Dynamodb-Specific Remediation in Chi — concrete code fixes
To remediate rate abuse when using DynamoDB in Chi, enforce request-rate checks at the routing layer before any DynamoDB operation. Use middleware to track identifiers (e.g., API key, user ID) and apply token-bucket or fixed-window counters backed by a fast store such as Redis. Ensure that limits are applied per principal and that burst sizes are aligned with your DynamoDB provisioned throughput to avoid triggering ProvisionedThroughputExceededException.
Below are concrete Chi code examples that demonstrate how to integrate rate limiting before DynamoDB calls.
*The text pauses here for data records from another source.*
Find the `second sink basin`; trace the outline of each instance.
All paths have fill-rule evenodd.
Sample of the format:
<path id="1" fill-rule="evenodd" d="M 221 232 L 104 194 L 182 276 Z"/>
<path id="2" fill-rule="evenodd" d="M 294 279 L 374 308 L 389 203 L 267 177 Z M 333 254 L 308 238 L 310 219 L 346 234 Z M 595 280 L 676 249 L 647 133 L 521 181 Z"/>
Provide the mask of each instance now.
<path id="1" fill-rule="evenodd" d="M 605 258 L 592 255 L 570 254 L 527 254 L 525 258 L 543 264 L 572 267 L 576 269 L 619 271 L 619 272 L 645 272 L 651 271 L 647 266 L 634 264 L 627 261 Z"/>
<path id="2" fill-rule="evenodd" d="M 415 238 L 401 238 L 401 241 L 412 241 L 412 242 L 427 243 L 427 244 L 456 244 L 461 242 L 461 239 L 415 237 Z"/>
These examples assume you have a Redis instance available for shared state across Chi instances.
// File: src/middleware/rate_limit_dynamodb.chi
import chi
import redis
import json
import time
let redisClient = redis.connect(host: "redis.example.com", port: 6379)
fn rateLimitByKey(key: string, limit: int, windowSec: int): bool {
let now = time.now().unix
let bucketKey = "rate:api:user:" + key
// Remove outdated entries
redisClient.zremrangebyscore(bucketKey, 0, now - windowSec)
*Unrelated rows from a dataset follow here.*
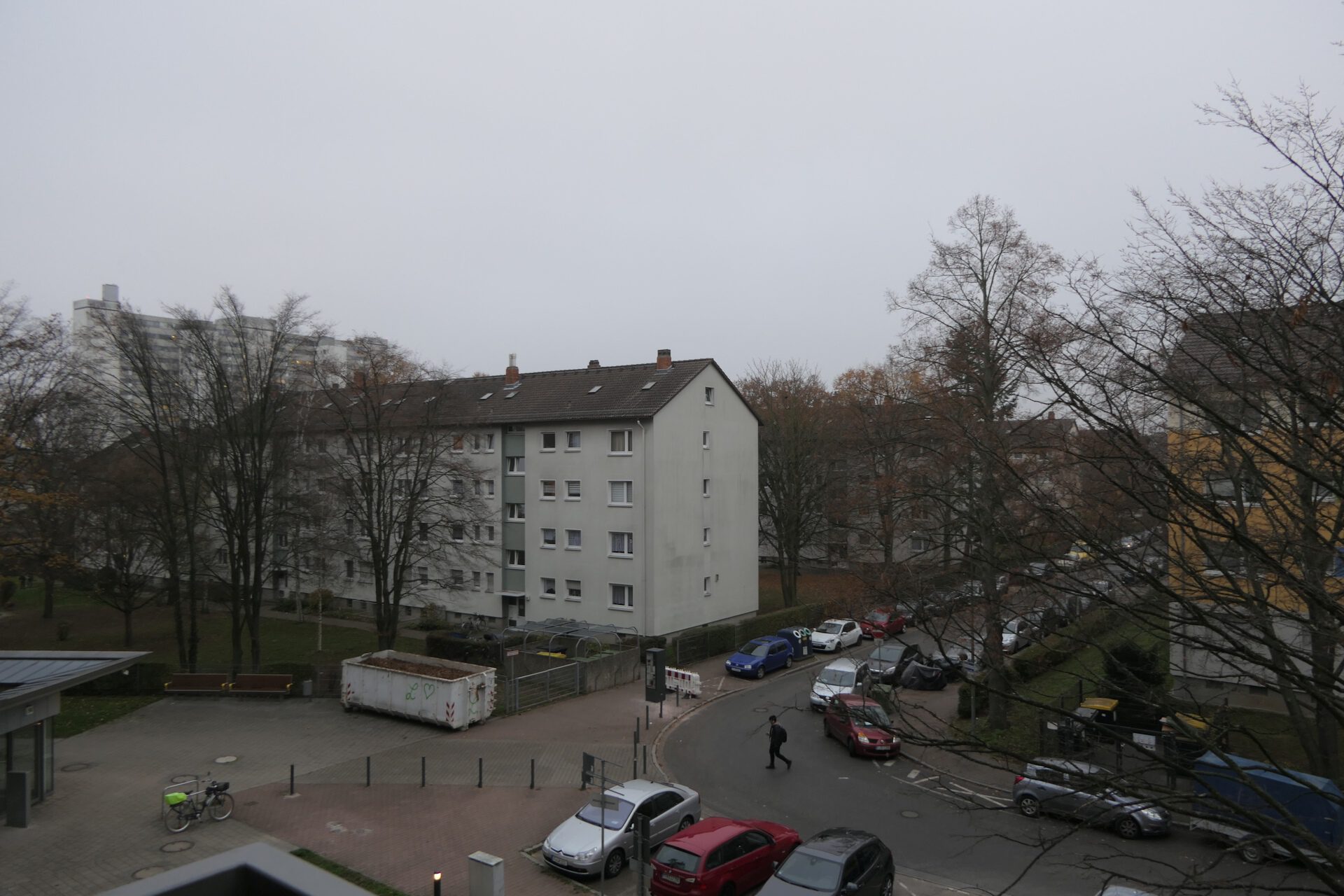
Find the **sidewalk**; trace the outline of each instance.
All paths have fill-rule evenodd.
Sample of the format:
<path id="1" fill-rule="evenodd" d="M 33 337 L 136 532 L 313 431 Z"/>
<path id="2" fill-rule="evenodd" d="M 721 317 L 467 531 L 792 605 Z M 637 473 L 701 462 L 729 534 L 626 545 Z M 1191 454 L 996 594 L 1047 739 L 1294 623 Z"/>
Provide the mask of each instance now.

let current = redisClient.zcard(bucketKey)
if current >= limit {
return false
}
redisClient.zadd(bucketKey, now, "req_" + now.to_string())
redisClient.expire(bucketKey, windowSec)
return true
}
// Example route that queries DynamoDB only if rate limit passes
app.get("/api/items/:userId", func(ctx chi.Context) {
let userId = ctx.urlParam("userId")
if !rateLimitByKey("user_" + userId, 30, 60) {
ctx.status(429)
ctx.render("rate limit exceeded")
return
}
// Safe to proceed with DynamoDB operations
let dynamo = dynamodb.connect(accessKeyId: "...", secretAccessKey: "...", region: "us-east-1")
let req = dynamodb.query({
TableName: "Items",
KeyConditionExpression: "userId = :uid",
ExpressionAttributeValues: { ":uid": { S: userId } }
})
ctx.json(req)
})
Additionally, apply defensive patterns at the DynamoDB client level by using exponential backoff and limiting page sizes to reduce consumed capacity during bursts. Configure Limit on query operations and prefer strongly consistent reads only when necessary to avoid extra consumed read capacity. The following snippet shows how to wrap DynamoDB calls to enforce a per-call cost ceiling and handle throttling gracefully:
// File: src/services/dynamodb_service.chi
import dynamodb
import time
fn safeQuery(tableName: string, keyCondition: string, limit: int) throws dynError {
let dynamo = dynamodb.connect(accessKeyId: "...", secretAccessKey: "...", region: "us-east-1")
let attempt = 0
while attempt <= 3 {
let resp = dynamo.query({
TableName: tableName,
KeyConditionExpression: keyCondition,
Limit: limit
})
if resp.error is nil {
return resp
}
let code = resp.error.code
if code == "ProvisionedThroughputExceededException" || code == "ThrottlingException" {
time.sleep(time.duration(attempt * 100)) // exponential backoff
attempt = attempt + 1
continue
}
return resp.error
}
return dynError(msg: "max retries exceeded")
}
For compliance mappings, rate limiting and controlled DynamoDB usage align with OWASP API Top 10 (2023) A05:2023 – Security Misconfiguration and A07:2023 – Identification and Authentication Failures. The Pro plan’s continuous monitoring can alert you when request rates to DynamoDB-heavy endpoints spike, enabling you to adjust limits before costs or availability are impacted. Use the CLI to test these protections locally with middlebrick scan <url> and review JSON output for Rate Limiting and BFLA/IDOR findings.